All these absurdities and atrocities have been practiced by the lawmakers of the States, and sustained by the courts, under the pretence that they (the courts) did not know what the natural "obligation of contracts" was; or that, if they did know what it was, the constitution of the United States imposed no restraint upon its unlimited violation by the State lawmakers.
Section XX.
But, not content with having always sanctioned the unlimited power of the State lawmakers to abolish all men's natural right to make their own contracts, the Supreme Court of the United States has, within the last twenty years, taken pains to assert that congress also has the arbitrary power to abolish the same right.
1. It has asserted the arbitrary power of congress to abolish all men's right to make their own contracts, by asserting its power to alter the meaning of all contracts, after they are made, so as to make them widely, or wholly, different from what the parties had made them.
Thus the court has said that, after a man has made a contract to pay a certain number of dollars, at a future time,—meaning such dollars as were current at the time the contract was made,—congress has power to coin a dollar of less value than the one agreed on, and authorize the debtor to pay his debt with a dollar of less value than the one he had promised.
To cover up this infamous crime, the court asserts, over and over again,—what no one denies,—that congress has power (constitutionally speaking) to alter, at pleasure, the value of its coins. But it then asserts that congress has this additional, and wholly different, power, to wit, the power to declare that this alteration in the value of the coins shall work a corresponding change in all existing contracts for the payment of money.

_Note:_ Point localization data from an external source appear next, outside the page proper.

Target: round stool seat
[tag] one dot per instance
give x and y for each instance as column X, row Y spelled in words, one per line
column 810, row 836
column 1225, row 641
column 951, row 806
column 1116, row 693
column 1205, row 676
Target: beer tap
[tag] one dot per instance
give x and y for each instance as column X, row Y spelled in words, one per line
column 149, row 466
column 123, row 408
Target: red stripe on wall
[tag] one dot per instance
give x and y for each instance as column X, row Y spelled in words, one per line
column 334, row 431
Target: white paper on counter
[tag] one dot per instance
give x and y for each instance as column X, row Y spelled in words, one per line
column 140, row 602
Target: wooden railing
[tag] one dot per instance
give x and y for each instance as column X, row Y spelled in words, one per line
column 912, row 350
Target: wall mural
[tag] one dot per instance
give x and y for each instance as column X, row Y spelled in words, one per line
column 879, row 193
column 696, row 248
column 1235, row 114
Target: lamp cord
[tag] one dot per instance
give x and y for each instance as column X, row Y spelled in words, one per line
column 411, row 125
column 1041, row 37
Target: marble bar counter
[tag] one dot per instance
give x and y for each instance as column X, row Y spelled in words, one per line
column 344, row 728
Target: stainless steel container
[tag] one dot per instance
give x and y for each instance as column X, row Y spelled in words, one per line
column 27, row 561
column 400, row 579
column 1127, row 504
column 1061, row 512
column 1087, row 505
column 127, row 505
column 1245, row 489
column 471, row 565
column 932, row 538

In reality they say that a contract to pay money is not a contract to pay any particular amount, or value, of such money as was known and understood by the parties at the time the contract was made, but only such, and so much, as congress shall afterwards choose to call by that name, when the debt shall become due.
They assert that, by simply retaining the name, while altering the thing,—or by simply giving an old name to a new thing,—congress has power to utterly abolish the contract which the parties themselves entered into, and substitute for it any such new and different one, as they (congress) may choose to substitute.
Here are their own words:
The contract obligation ... was not a duty to pay gold or silver, or the kind of money recognized by law at the time when the contract was made, nor was it a duty to pay money of equal intrinsic value in the market.... But the obligation of a contract to pay money is to pay that which the law shall recognize as money when the payment is to be made.—Legal Tender Cases, 12 Wallace 548.